Imagine for a moment, an uncontrolled spender whose credit limit has just been suspended. That means this self-destructive spendthrift can continue their spending spree without any accountability. Imagine no more, because that out-of-control spender is the U.S. government.
It’s been less than a month since Congress reached a temporary deal to suspend the U.S. government’s debt ceiling, and the Treasury Department has already wasted no time by amassing another $389 billion in new debt.
This time around, suspension of the U.S. debt limit, which was previously fixed at $16.69 trillion, means the Treasury Department can effectively spend whatever amount of money it needs or wants.
How much debt can the U.S. government rack up by the next debt ceiling deadline on Feb. 7? At the current spending pace of $129.6 billion per week, U.S. public debt would top $18.77 trillion by early February.
What about the argument that this $395 billion in new debt was simply a payback from the accounting wizardry (or as Jack Lew called it “extraordinary measures”) the U.S. Treasury used over the past several months to avoid exceeding the previous debt limit?
Factually, these “extraordinary measures” are tantamount to accounting shenanigans and nothing more. Any corporation or corporate executive that attempted to use the U.S. Treasury’s same accounting methods would be charged with fraud.
Lamentably, the U.S. government’s accounting games are no longer a secret.
“When you are the largest economy in the world, when you are the safe haven in all circumstances, as has been the case, you can’t go into that creative accounting business,” said International Monetary Fund Managing Director Christine Lagarde in an interview with NBC News’ “Meet the Press.”

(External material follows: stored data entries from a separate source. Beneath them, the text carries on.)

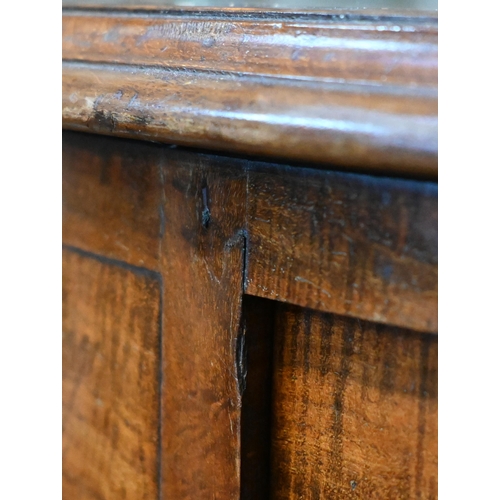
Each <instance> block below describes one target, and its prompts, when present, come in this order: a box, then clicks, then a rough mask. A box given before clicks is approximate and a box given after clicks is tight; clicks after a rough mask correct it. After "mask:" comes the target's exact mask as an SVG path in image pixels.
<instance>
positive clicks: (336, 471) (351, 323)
mask: <svg viewBox="0 0 500 500" xmlns="http://www.w3.org/2000/svg"><path fill="white" fill-rule="evenodd" d="M354 328H355V327H354V324H353V322H352V321H346V322H345V323H344V330H343V335H342V358H341V364H340V373H339V377H338V380H337V384H336V386H335V394H334V403H333V409H334V415H333V456H334V457H336V460H335V469H334V474H333V486H334V490H335V491H336V492H337V493H338V494H340V493H341V492H342V464H343V460H344V444H343V434H344V428H343V420H344V393H345V388H346V385H347V378H348V376H349V373H350V370H351V357H352V355H353V352H354Z"/></svg>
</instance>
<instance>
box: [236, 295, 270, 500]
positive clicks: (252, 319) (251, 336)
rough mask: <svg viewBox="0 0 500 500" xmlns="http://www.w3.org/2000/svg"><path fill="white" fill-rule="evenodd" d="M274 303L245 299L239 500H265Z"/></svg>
mask: <svg viewBox="0 0 500 500" xmlns="http://www.w3.org/2000/svg"><path fill="white" fill-rule="evenodd" d="M275 308H276V303H275V302H273V301H271V300H265V299H261V298H258V297H252V296H250V295H245V296H244V298H243V325H244V328H243V335H242V337H241V338H242V341H241V343H240V350H241V353H242V355H241V358H242V360H243V361H242V363H241V364H242V371H243V372H244V387H243V395H242V410H241V494H240V500H255V499H260V498H262V499H266V498H269V494H270V491H271V490H270V488H271V484H270V471H271V464H270V458H271V453H270V451H271V422H272V415H271V406H272V405H271V400H272V380H273V340H274V317H275Z"/></svg>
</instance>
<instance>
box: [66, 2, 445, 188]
mask: <svg viewBox="0 0 500 500" xmlns="http://www.w3.org/2000/svg"><path fill="white" fill-rule="evenodd" d="M63 33H64V43H63V58H64V59H65V62H64V63H63V126H64V127H66V128H71V129H74V130H80V131H94V132H99V133H103V134H112V135H120V136H127V137H135V138H141V139H148V140H155V141H163V142H173V143H177V144H183V145H189V146H202V147H204V148H212V149H219V150H228V151H236V152H240V153H245V154H254V155H256V154H257V155H267V156H275V157H276V156H277V157H283V158H289V159H294V160H301V161H311V162H315V163H318V164H327V165H331V164H337V165H340V166H343V167H345V168H349V167H350V168H355V169H370V170H371V171H382V172H400V173H405V174H408V173H411V174H412V175H417V176H427V177H433V178H435V177H436V175H437V92H436V88H437V87H436V86H437V19H436V18H435V17H432V16H426V15H420V16H408V17H405V16H402V15H400V14H398V15H391V14H390V13H387V14H384V16H382V17H381V16H380V15H379V16H376V15H372V16H370V15H369V14H359V13H358V14H354V13H349V12H346V13H344V14H342V13H340V12H337V13H335V14H326V13H304V12H302V13H300V12H298V13H293V12H288V13H276V12H274V13H273V12H263V11H252V10H245V9H243V10H237V9H228V10H227V11H220V10H217V11H213V10H212V11H210V10H205V11H198V12H196V11H184V12H183V11H178V10H171V11H168V10H166V11H165V10H164V11H160V10H158V11H155V10H152V9H147V10H144V11H142V10H140V9H139V10H138V9H135V10H126V9H125V10H112V11H111V10H110V11H106V10H105V9H104V10H102V9H100V10H99V9H96V10H92V9H89V10H85V9H80V10H71V9H68V10H66V11H65V15H64V16H63Z"/></svg>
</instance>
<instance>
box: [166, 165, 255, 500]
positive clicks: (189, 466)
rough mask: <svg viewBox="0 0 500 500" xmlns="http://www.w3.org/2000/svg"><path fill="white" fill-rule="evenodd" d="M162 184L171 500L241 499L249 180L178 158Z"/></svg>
mask: <svg viewBox="0 0 500 500" xmlns="http://www.w3.org/2000/svg"><path fill="white" fill-rule="evenodd" d="M162 177H163V179H164V188H163V205H164V207H165V214H166V221H165V236H164V238H163V240H162V251H161V256H162V260H161V267H162V271H163V277H164V283H165V289H164V298H165V308H164V314H163V325H164V332H165V339H166V341H165V342H164V344H163V370H162V373H163V383H162V386H163V391H162V402H163V410H162V413H163V415H164V420H163V426H162V450H163V451H162V498H172V499H176V498H186V499H187V498H221V499H236V498H238V496H239V491H240V439H241V431H240V428H241V390H242V389H241V383H242V382H241V372H240V371H239V370H238V365H239V364H238V354H237V353H238V336H239V334H240V332H241V322H240V318H241V301H242V295H243V274H244V266H245V250H246V235H245V232H244V222H245V205H244V204H242V203H241V200H244V197H245V192H246V174H245V172H244V171H241V170H239V169H234V168H228V167H227V166H224V165H223V164H217V163H210V162H203V161H200V160H199V158H198V157H196V156H193V155H188V156H183V157H176V155H172V156H170V155H169V158H168V164H167V165H165V166H164V167H163V168H162Z"/></svg>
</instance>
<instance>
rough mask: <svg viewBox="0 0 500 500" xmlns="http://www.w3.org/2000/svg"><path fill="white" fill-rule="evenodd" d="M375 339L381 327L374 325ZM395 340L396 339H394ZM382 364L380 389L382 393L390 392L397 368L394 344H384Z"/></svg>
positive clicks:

For now, the bond market is ignoring the U.S. debt conundrum.
After reaching a yearly high of 2.97%, the yield on 10-year U.S. Treasuries has since fallen by around 13%. In other words, the bond market is expressing the view that the fiscal realities of the U.S. government’s rising debt load simply don’t matter. And over the past two months, that’s kept Treasury bulls celebrating.
ETFs that benefit from lower yields and higher Treasury bond prices like the ProShares Ultra 20+ Yr. Treasury ETF (UBT) and the Direxion Daily 20+ Yr. Treasury Bull 3x Shares (TMF) have gained 6% to 9% since early September.